US Airstrike Survivors Clung to Wreckage for an Hour Before Second Attack
Video shows US airstrike survivors killed in second attack

Shocking video evidence has emerged detailing the final hour of two men who survived a US airstrike on a suspected drug smuggling vessel, only to be killed in a subsequent attack. The footage, shown to US senators in a classified briefing, has ignited a fierce debate over the legality of a military campaign authorised by the Trump administration.

The Fatal Hour Captured on Video

According to sources familiar with the recording, the incident began on 2 September with a US airstrike on a boat in the Caribbean. An airburst munition killed nine crew members instantly. However, two men survived the initial blast.

The video then shows the pair, described as shirtless and unarmed with no visible communications equipment, clinging to a severed section of the hull. For approximately an hour, they desperately tried to turn the wreckage upright in the water, apparently unaware that US military commanders were deliberating a follow-up strike.

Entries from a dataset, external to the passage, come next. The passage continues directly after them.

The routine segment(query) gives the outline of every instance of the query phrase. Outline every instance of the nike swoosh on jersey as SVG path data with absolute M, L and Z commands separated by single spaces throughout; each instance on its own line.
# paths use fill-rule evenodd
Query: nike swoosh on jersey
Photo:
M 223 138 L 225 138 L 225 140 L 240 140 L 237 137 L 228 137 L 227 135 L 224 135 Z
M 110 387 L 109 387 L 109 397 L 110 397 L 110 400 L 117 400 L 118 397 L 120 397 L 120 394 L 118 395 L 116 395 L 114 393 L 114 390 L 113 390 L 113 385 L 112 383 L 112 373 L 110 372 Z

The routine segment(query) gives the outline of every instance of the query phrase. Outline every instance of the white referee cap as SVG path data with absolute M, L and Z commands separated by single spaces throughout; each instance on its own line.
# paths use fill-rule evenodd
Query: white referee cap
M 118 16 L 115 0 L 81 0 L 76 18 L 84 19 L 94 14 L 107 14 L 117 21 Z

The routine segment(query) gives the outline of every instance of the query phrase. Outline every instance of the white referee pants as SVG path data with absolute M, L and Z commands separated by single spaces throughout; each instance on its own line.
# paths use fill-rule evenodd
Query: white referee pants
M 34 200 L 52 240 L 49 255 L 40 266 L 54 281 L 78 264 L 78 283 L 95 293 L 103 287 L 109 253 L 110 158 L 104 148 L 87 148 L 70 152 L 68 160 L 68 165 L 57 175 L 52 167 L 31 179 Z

"The video follows them for about an hour as they tried to flip the boat back over. They couldn’t do it," one source told Reuters. The footage concludes with three additional munitions being fired, killing the two survivors. "You could see their faces, bodies... Then boom, boom, boom," the source added.

Mounting Legal and Political Scrutiny

The video was shown to senators behind closed doors amid growing concern that US Defence Secretary Pete Hegseth and other officials may have committed a war crime. This scrutiny intensified after a Washington Post report alleged Hegseth had verbally directed the military to "kill them all" during the operation—a claim denied by Admiral Frank Bradley, who commanded the attack.

Democratic Congressman Jim Himes, who viewed the footage, described it as "one of the most troubling things I’ve seen in my time in public service." He stated, "Any American who sees the video that I saw will see the United States military attacking shipwrecked sailors."

Reactions split along party lines. Republican Senator Tom Cotton defended the strike, saying he saw "two survivors trying to flip a boat, loaded with drugs bound for the United States, back over so they could stay in the fight." This interpretation was strongly contested by legal experts.

A Legally Shaky 'War on Drug Boats'

The strike was part of a broader campaign that has seen 22 attacks on boats in the Caribbean Sea and eastern Pacific Ocean, resulting in at least 87 deaths. The Trump administration argues the US is at war with drug traffickers, making such strikes legal under the rules of armed conflict. Most independent legal scholars vehemently reject this rationale.

Rebecca Ingber, a former legal adviser to the US State Department, told The Guardian, "It is manifestly unlawful to kill someone who’s been shipwrecked." The US Department of Defense’s own Law of War manual explicitly forbids attacks on shipwrecked persons who are not engaging in hostilities, citing such actions as a "clearly illegal" order.

Professor Ryan Goodman of New York University challenged Senator Cotton's view online, asking how he detected the men were trying to "stay in the fight" versus "clinging to dear life." Goodman emphasised that even under the administration's contested legal framework, the survivors were not engaged in "active combat activities."

Despite President Donald Trump vowing to release the full video, the Pentagon has not yet made it public. The episode raises profound questions about transparency, accountability, and the legal boundaries of using military force against non-state actors engaged in criminal activity.